Performance can suffer with naive queries against object storage. Unlike databases with indexes and query optimization, data lakes require careful partitioning and file organization for performance.

Schema Evolution complicates analyses when data structures change. Tools like Delta Lake, Hudi, and Iceberg address this with schema evolution support.

Cost Control requires monitoring. Storage is cheap, but compute costs can explode with inefficient queries or overprovisioned clusters. Query optimization and auto-scaling are essential.

Best Practices

Organize with Partitions: Partition data by date, region, or other logical dimensions. Partitions enable query engines to scan only relevant data, dramatically improving performance and reducing costs.

Implement Catalog and Metadata Management: Invest in data catalogs from day one. Without discoverable, understandable metadata, data lakes quickly become useless swamps.

Define Data Zones: Separate raw, curated, and analytics layers. This organization clarifies data maturity and quality, helping consumers choose appropriate data for their needs.

Enforce Governance: Implement access controls, encryption, and auditing. Governance isn’t optional; regulatory compliance and data security require it.

Monitor Costs and Performance: Track storage growth, compute utilization, and query performance. Optimize expensive queries and implement lifecycle policies to archive or delete obsolete data.

Use Appropriate Formats: Store raw data in convenient formats but convert to Parquet or ORC for analytics. Columnar formats dramatically improve query performance.

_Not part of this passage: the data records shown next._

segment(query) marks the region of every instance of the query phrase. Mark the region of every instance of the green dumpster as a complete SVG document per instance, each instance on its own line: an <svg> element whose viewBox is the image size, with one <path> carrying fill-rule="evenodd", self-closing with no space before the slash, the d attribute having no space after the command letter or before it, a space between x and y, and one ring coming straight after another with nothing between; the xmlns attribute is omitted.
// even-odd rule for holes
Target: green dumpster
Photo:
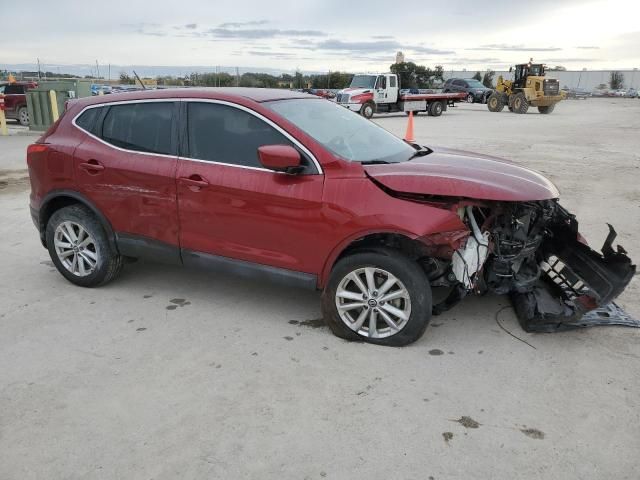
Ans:
<svg viewBox="0 0 640 480"><path fill-rule="evenodd" d="M53 124L50 90L56 92L58 113L62 115L67 100L91 96L91 83L83 79L52 80L38 82L37 88L27 90L29 130L43 132Z"/></svg>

Version Control Transformations: Treat ETL code like application code with version control, testing, and CI/CD. Data transformation logic is critical business logic deserving the same rigor.

Use Cases

Business Intelligence and Analytics: Data lakes centralize data for reporting, dashboards, and ad-hoc analysis. BI tools query curated layers for insights.

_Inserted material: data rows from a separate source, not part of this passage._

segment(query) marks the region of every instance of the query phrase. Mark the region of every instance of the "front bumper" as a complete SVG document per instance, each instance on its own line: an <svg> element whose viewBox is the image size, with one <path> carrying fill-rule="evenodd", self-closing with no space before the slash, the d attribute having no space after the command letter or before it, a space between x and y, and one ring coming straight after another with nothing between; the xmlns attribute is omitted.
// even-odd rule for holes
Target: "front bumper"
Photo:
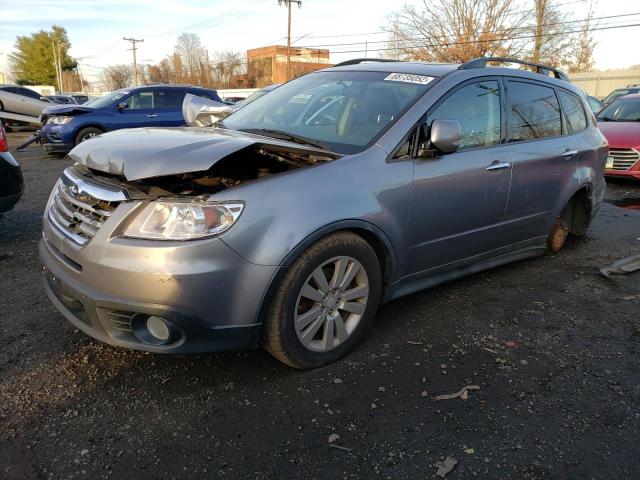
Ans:
<svg viewBox="0 0 640 480"><path fill-rule="evenodd" d="M606 177L640 180L640 164L634 165L629 170L605 170L604 174Z"/></svg>
<svg viewBox="0 0 640 480"><path fill-rule="evenodd" d="M64 127L65 125L46 124L38 132L47 152L66 153L73 148L72 135Z"/></svg>
<svg viewBox="0 0 640 480"><path fill-rule="evenodd" d="M109 227L133 208L121 207L84 247L44 219L39 253L55 307L111 345L159 353L255 347L260 307L278 267L251 264L219 239L163 244L112 237ZM169 325L166 343L145 339L139 320L152 315Z"/></svg>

Machine Learning: Data lakes store training data, feature stores, and model artifacts. ML pipelines ingest from data lakes, train models, and store results back.

Log Analytics: Application logs, system logs, and audit logs flow to data lakes for security analysis, troubleshooting, and compliance.

Data Science Exploration: Data scientists explore raw data, develop hypotheses, and create prototypes using data lakes as their experimental playground.

Data Archival: Data lakes provide cost-effective long-term storage for compliance, meeting retention requirements economically.

Data lakes enable organizations to harness the value of all their data, structured and unstructured, without premature schema decisions. While challenges like governance and performance require attention, modern data lake technologies address traditional pain points, making data lakes viable for enterprises of all sizes. Understanding data lake principles, architecture, and best practices enables building data platforms that support diverse analytics, machine learning, and data science workloads while remaining flexible and economically sustainable.